I am having some troubles understanding one bit about the converse of Heine-Borel which is the following statement:
Let $S$ be a subset of $\mathbb R^n$. Then the following three statements are
equivalent:a) $S$ is compact.
b) $S$ is closed and bounded.
c) Every infinite subset of $S$ has an accumulation point in $S$.
Here is the proof presented from the book that I am reading from I have problems in particular the implication $c) \Rightarrow b)$. I don't understand why that it is sufficient to prove that $x$ is the only accumulation point? But then according to that if I am understanding it correctly then every closed bounded set should have only 1 accumulation point which isn't true maybe I am confused here is picture of the proof.
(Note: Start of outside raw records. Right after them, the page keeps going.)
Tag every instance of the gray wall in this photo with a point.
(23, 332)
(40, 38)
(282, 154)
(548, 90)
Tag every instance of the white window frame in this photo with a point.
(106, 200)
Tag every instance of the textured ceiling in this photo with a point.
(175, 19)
If someone could clarify the issues at which I am confused in that would be perfect.
Best Answer
Note that $x$ isn't the only accumulation point of the (very general) set $S$, it is the unique accumulation point of the Cauchy sequence $T$. And a Cauchy sequence can only have one accumulation point.
They want to show that $S$ is closed, and they do that by showing that $S$ contains any of its accumulation points. This means taking an arbitrary accumulation point $x$ of $S$ and show that it is contained in $S$. They do this by constructing $T$, an infinite subset of $S$ with $x$ as its only accumulation point (as a subset of $\Bbb R^n$).
Since $T$ is an infinite subset of $S$, there must be some accumulation point of $T$ contained in $S$, and there is only one possibility. Therefore $x\in S$, and since $x$ was an arbitrary accumulation point, we're done.